O impacto dos dados vai muito além da seleção de pessoas, permeando todos os processos operacionais das empresas existentes hoje. Modelos de concessão de crédito, em sua maioria, utilizam dados indicativos da capacidade financeira dos indivíduos (ou empresas), praticamente garantindo que quem mais precisa de acesso a recursos financeiros não vai conseguir. Os processos de prevenção à fraude, especialmente no varejo e no comércio eletrônico, dão um peso grande para o endereço de entrega do produto, carregando assim todas as distorções e preconceitos que estão embutidos na distribuição geográfica das cidades. O resultado final desses vieses inerentes dos dados que apoiam os processos de tomada de decisão das empresas é um aumento do custo social dos produtos e serviços, impactando a sociedade como um todo.

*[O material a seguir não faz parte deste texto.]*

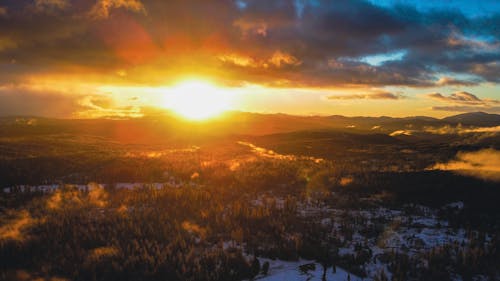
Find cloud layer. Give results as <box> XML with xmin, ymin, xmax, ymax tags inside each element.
<box><xmin>1</xmin><ymin>0</ymin><xmax>500</xmax><ymax>88</ymax></box>
<box><xmin>328</xmin><ymin>90</ymin><xmax>403</xmax><ymax>100</ymax></box>
<box><xmin>426</xmin><ymin>91</ymin><xmax>500</xmax><ymax>113</ymax></box>
<box><xmin>0</xmin><ymin>0</ymin><xmax>500</xmax><ymax>117</ymax></box>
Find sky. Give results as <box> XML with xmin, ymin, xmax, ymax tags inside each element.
<box><xmin>0</xmin><ymin>0</ymin><xmax>499</xmax><ymax>118</ymax></box>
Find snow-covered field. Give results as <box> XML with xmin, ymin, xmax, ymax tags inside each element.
<box><xmin>2</xmin><ymin>181</ymin><xmax>197</xmax><ymax>193</ymax></box>
<box><xmin>254</xmin><ymin>259</ymin><xmax>363</xmax><ymax>281</ymax></box>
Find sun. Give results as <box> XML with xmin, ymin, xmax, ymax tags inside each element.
<box><xmin>164</xmin><ymin>80</ymin><xmax>232</xmax><ymax>120</ymax></box>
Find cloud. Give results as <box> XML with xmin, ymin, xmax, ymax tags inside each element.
<box><xmin>1</xmin><ymin>0</ymin><xmax>500</xmax><ymax>90</ymax></box>
<box><xmin>218</xmin><ymin>50</ymin><xmax>301</xmax><ymax>69</ymax></box>
<box><xmin>234</xmin><ymin>18</ymin><xmax>269</xmax><ymax>37</ymax></box>
<box><xmin>218</xmin><ymin>53</ymin><xmax>259</xmax><ymax>67</ymax></box>
<box><xmin>446</xmin><ymin>30</ymin><xmax>500</xmax><ymax>51</ymax></box>
<box><xmin>427</xmin><ymin>91</ymin><xmax>487</xmax><ymax>105</ymax></box>
<box><xmin>430</xmin><ymin>149</ymin><xmax>500</xmax><ymax>182</ymax></box>
<box><xmin>427</xmin><ymin>91</ymin><xmax>500</xmax><ymax>113</ymax></box>
<box><xmin>435</xmin><ymin>76</ymin><xmax>478</xmax><ymax>86</ymax></box>
<box><xmin>34</xmin><ymin>0</ymin><xmax>69</xmax><ymax>13</ymax></box>
<box><xmin>269</xmin><ymin>50</ymin><xmax>302</xmax><ymax>67</ymax></box>
<box><xmin>89</xmin><ymin>0</ymin><xmax>146</xmax><ymax>19</ymax></box>
<box><xmin>328</xmin><ymin>91</ymin><xmax>403</xmax><ymax>100</ymax></box>
<box><xmin>389</xmin><ymin>129</ymin><xmax>414</xmax><ymax>136</ymax></box>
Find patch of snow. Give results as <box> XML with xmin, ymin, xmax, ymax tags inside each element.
<box><xmin>255</xmin><ymin>258</ymin><xmax>365</xmax><ymax>281</ymax></box>
<box><xmin>444</xmin><ymin>201</ymin><xmax>465</xmax><ymax>210</ymax></box>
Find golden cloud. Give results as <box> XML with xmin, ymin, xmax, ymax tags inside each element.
<box><xmin>269</xmin><ymin>51</ymin><xmax>302</xmax><ymax>67</ymax></box>
<box><xmin>89</xmin><ymin>0</ymin><xmax>146</xmax><ymax>19</ymax></box>
<box><xmin>219</xmin><ymin>51</ymin><xmax>301</xmax><ymax>68</ymax></box>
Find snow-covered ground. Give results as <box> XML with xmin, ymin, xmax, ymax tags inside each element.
<box><xmin>254</xmin><ymin>258</ymin><xmax>364</xmax><ymax>281</ymax></box>
<box><xmin>248</xmin><ymin>195</ymin><xmax>489</xmax><ymax>280</ymax></box>
<box><xmin>2</xmin><ymin>180</ymin><xmax>199</xmax><ymax>193</ymax></box>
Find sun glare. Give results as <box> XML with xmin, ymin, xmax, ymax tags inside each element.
<box><xmin>165</xmin><ymin>80</ymin><xmax>232</xmax><ymax>120</ymax></box>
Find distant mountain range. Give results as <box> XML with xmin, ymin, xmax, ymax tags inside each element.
<box><xmin>215</xmin><ymin>111</ymin><xmax>500</xmax><ymax>134</ymax></box>
<box><xmin>442</xmin><ymin>112</ymin><xmax>500</xmax><ymax>127</ymax></box>
<box><xmin>0</xmin><ymin>112</ymin><xmax>499</xmax><ymax>142</ymax></box>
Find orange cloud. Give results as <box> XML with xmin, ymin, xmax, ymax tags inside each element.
<box><xmin>89</xmin><ymin>0</ymin><xmax>146</xmax><ymax>19</ymax></box>
<box><xmin>219</xmin><ymin>51</ymin><xmax>301</xmax><ymax>69</ymax></box>
<box><xmin>328</xmin><ymin>90</ymin><xmax>403</xmax><ymax>100</ymax></box>
<box><xmin>269</xmin><ymin>51</ymin><xmax>301</xmax><ymax>67</ymax></box>
<box><xmin>218</xmin><ymin>53</ymin><xmax>258</xmax><ymax>67</ymax></box>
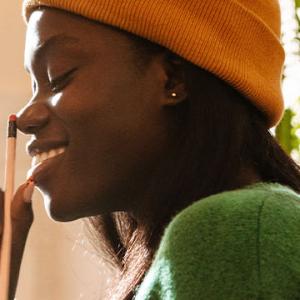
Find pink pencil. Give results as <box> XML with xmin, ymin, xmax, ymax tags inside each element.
<box><xmin>0</xmin><ymin>114</ymin><xmax>17</xmax><ymax>300</ymax></box>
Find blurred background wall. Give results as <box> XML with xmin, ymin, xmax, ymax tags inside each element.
<box><xmin>0</xmin><ymin>2</ymin><xmax>115</xmax><ymax>299</ymax></box>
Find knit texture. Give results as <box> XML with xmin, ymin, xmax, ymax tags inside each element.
<box><xmin>22</xmin><ymin>0</ymin><xmax>285</xmax><ymax>129</ymax></box>
<box><xmin>134</xmin><ymin>182</ymin><xmax>300</xmax><ymax>299</ymax></box>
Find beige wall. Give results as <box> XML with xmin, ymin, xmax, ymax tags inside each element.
<box><xmin>0</xmin><ymin>2</ymin><xmax>115</xmax><ymax>299</ymax></box>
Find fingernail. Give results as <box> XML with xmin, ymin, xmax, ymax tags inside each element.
<box><xmin>23</xmin><ymin>181</ymin><xmax>35</xmax><ymax>203</ymax></box>
<box><xmin>28</xmin><ymin>176</ymin><xmax>35</xmax><ymax>183</ymax></box>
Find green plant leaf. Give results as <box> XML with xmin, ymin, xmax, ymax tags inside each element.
<box><xmin>275</xmin><ymin>109</ymin><xmax>295</xmax><ymax>154</ymax></box>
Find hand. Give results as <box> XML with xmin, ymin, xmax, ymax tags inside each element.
<box><xmin>0</xmin><ymin>182</ymin><xmax>35</xmax><ymax>300</ymax></box>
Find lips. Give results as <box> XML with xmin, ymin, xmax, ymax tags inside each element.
<box><xmin>27</xmin><ymin>139</ymin><xmax>69</xmax><ymax>157</ymax></box>
<box><xmin>26</xmin><ymin>139</ymin><xmax>69</xmax><ymax>182</ymax></box>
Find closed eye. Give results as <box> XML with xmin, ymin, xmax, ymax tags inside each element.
<box><xmin>48</xmin><ymin>68</ymin><xmax>77</xmax><ymax>93</ymax></box>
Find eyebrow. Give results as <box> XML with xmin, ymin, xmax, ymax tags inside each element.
<box><xmin>24</xmin><ymin>34</ymin><xmax>80</xmax><ymax>73</ymax></box>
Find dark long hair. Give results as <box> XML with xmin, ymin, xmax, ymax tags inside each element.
<box><xmin>83</xmin><ymin>30</ymin><xmax>300</xmax><ymax>300</ymax></box>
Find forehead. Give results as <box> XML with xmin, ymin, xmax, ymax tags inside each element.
<box><xmin>25</xmin><ymin>8</ymin><xmax>132</xmax><ymax>61</ymax></box>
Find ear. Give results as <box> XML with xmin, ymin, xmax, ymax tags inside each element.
<box><xmin>160</xmin><ymin>52</ymin><xmax>188</xmax><ymax>106</ymax></box>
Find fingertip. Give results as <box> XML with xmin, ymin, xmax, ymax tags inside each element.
<box><xmin>28</xmin><ymin>176</ymin><xmax>35</xmax><ymax>184</ymax></box>
<box><xmin>10</xmin><ymin>181</ymin><xmax>35</xmax><ymax>224</ymax></box>
<box><xmin>14</xmin><ymin>180</ymin><xmax>34</xmax><ymax>201</ymax></box>
<box><xmin>23</xmin><ymin>181</ymin><xmax>35</xmax><ymax>203</ymax></box>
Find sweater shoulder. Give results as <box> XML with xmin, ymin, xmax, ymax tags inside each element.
<box><xmin>161</xmin><ymin>182</ymin><xmax>300</xmax><ymax>246</ymax></box>
<box><xmin>134</xmin><ymin>182</ymin><xmax>300</xmax><ymax>299</ymax></box>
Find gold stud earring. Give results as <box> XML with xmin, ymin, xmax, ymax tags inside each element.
<box><xmin>171</xmin><ymin>92</ymin><xmax>177</xmax><ymax>98</ymax></box>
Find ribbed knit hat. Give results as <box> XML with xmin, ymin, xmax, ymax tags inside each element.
<box><xmin>22</xmin><ymin>0</ymin><xmax>285</xmax><ymax>128</ymax></box>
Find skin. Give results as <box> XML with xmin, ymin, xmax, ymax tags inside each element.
<box><xmin>17</xmin><ymin>8</ymin><xmax>187</xmax><ymax>222</ymax></box>
<box><xmin>0</xmin><ymin>186</ymin><xmax>34</xmax><ymax>299</ymax></box>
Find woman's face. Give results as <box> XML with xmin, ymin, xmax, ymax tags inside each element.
<box><xmin>18</xmin><ymin>8</ymin><xmax>177</xmax><ymax>221</ymax></box>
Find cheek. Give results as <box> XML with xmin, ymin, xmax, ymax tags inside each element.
<box><xmin>48</xmin><ymin>67</ymin><xmax>169</xmax><ymax>212</ymax></box>
<box><xmin>52</xmin><ymin>64</ymin><xmax>151</xmax><ymax>143</ymax></box>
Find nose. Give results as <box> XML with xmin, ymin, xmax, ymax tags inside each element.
<box><xmin>17</xmin><ymin>102</ymin><xmax>50</xmax><ymax>134</ymax></box>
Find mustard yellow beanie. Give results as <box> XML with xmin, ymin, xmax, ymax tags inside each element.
<box><xmin>22</xmin><ymin>0</ymin><xmax>285</xmax><ymax>129</ymax></box>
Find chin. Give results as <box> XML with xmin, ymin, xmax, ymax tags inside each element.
<box><xmin>41</xmin><ymin>192</ymin><xmax>82</xmax><ymax>222</ymax></box>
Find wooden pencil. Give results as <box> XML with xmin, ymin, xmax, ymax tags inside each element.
<box><xmin>0</xmin><ymin>114</ymin><xmax>17</xmax><ymax>300</ymax></box>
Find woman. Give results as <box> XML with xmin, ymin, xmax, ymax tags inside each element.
<box><xmin>1</xmin><ymin>0</ymin><xmax>300</xmax><ymax>299</ymax></box>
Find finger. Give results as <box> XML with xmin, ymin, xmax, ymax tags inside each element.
<box><xmin>9</xmin><ymin>181</ymin><xmax>35</xmax><ymax>300</ymax></box>
<box><xmin>11</xmin><ymin>180</ymin><xmax>35</xmax><ymax>232</ymax></box>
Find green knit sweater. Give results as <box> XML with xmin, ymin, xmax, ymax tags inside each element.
<box><xmin>134</xmin><ymin>182</ymin><xmax>300</xmax><ymax>299</ymax></box>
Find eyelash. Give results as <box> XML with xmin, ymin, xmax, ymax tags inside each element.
<box><xmin>48</xmin><ymin>68</ymin><xmax>77</xmax><ymax>93</ymax></box>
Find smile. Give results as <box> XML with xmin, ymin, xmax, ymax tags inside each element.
<box><xmin>27</xmin><ymin>146</ymin><xmax>67</xmax><ymax>182</ymax></box>
<box><xmin>31</xmin><ymin>147</ymin><xmax>66</xmax><ymax>167</ymax></box>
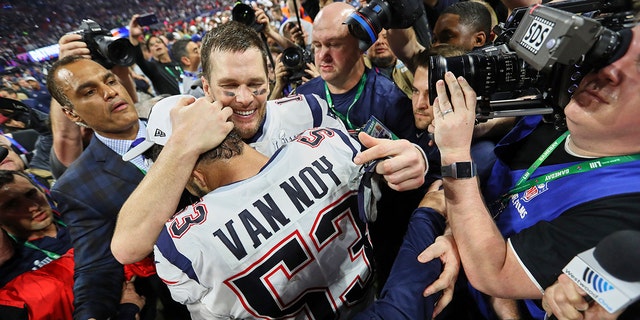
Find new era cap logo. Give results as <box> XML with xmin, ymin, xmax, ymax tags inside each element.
<box><xmin>154</xmin><ymin>128</ymin><xmax>166</xmax><ymax>138</ymax></box>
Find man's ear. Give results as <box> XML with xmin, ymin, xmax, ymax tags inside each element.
<box><xmin>201</xmin><ymin>76</ymin><xmax>214</xmax><ymax>101</ymax></box>
<box><xmin>61</xmin><ymin>106</ymin><xmax>83</xmax><ymax>123</ymax></box>
<box><xmin>473</xmin><ymin>31</ymin><xmax>487</xmax><ymax>48</ymax></box>
<box><xmin>181</xmin><ymin>56</ymin><xmax>191</xmax><ymax>68</ymax></box>
<box><xmin>186</xmin><ymin>169</ymin><xmax>209</xmax><ymax>198</ymax></box>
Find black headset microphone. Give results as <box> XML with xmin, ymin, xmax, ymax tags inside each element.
<box><xmin>547</xmin><ymin>230</ymin><xmax>640</xmax><ymax>319</ymax></box>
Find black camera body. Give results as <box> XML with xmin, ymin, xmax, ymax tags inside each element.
<box><xmin>281</xmin><ymin>46</ymin><xmax>314</xmax><ymax>84</ymax></box>
<box><xmin>68</xmin><ymin>19</ymin><xmax>136</xmax><ymax>69</ymax></box>
<box><xmin>428</xmin><ymin>0</ymin><xmax>636</xmax><ymax>122</ymax></box>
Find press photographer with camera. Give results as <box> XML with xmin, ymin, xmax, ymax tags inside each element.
<box><xmin>242</xmin><ymin>2</ymin><xmax>318</xmax><ymax>97</ymax></box>
<box><xmin>418</xmin><ymin>3</ymin><xmax>640</xmax><ymax>319</ymax></box>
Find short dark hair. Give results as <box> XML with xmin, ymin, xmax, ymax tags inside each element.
<box><xmin>46</xmin><ymin>55</ymin><xmax>89</xmax><ymax>109</ymax></box>
<box><xmin>171</xmin><ymin>39</ymin><xmax>191</xmax><ymax>66</ymax></box>
<box><xmin>443</xmin><ymin>1</ymin><xmax>492</xmax><ymax>37</ymax></box>
<box><xmin>0</xmin><ymin>87</ymin><xmax>16</xmax><ymax>95</ymax></box>
<box><xmin>200</xmin><ymin>21</ymin><xmax>269</xmax><ymax>81</ymax></box>
<box><xmin>145</xmin><ymin>35</ymin><xmax>166</xmax><ymax>48</ymax></box>
<box><xmin>0</xmin><ymin>170</ymin><xmax>36</xmax><ymax>190</ymax></box>
<box><xmin>145</xmin><ymin>130</ymin><xmax>245</xmax><ymax>166</ymax></box>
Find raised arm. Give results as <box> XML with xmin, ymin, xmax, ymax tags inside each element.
<box><xmin>111</xmin><ymin>97</ymin><xmax>233</xmax><ymax>264</ymax></box>
<box><xmin>430</xmin><ymin>72</ymin><xmax>540</xmax><ymax>298</ymax></box>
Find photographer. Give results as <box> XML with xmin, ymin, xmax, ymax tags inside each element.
<box><xmin>252</xmin><ymin>3</ymin><xmax>318</xmax><ymax>97</ymax></box>
<box><xmin>420</xmin><ymin>20</ymin><xmax>640</xmax><ymax>320</ymax></box>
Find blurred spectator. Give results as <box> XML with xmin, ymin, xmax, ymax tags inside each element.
<box><xmin>21</xmin><ymin>77</ymin><xmax>51</xmax><ymax>114</ymax></box>
<box><xmin>0</xmin><ymin>87</ymin><xmax>39</xmax><ymax>112</ymax></box>
<box><xmin>0</xmin><ymin>170</ymin><xmax>69</xmax><ymax>287</ymax></box>
<box><xmin>170</xmin><ymin>39</ymin><xmax>204</xmax><ymax>97</ymax></box>
<box><xmin>364</xmin><ymin>29</ymin><xmax>414</xmax><ymax>97</ymax></box>
<box><xmin>128</xmin><ymin>15</ymin><xmax>183</xmax><ymax>96</ymax></box>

É fundamental, portanto, uma conscientização das empresas sobre todos esses impactos dos dados sobre as questões de ASG. Sem uma análise cuidadosa das informações que são utilizadas em seus processos, e da forma como essas informações são processadas e analisadas, é praticamente impossível atingir os objetivos nessas diferentes áreas. No fundo, todas as iniciativas ASG passam pelos dados, e eles precisam ser um elemento central dessas discussões.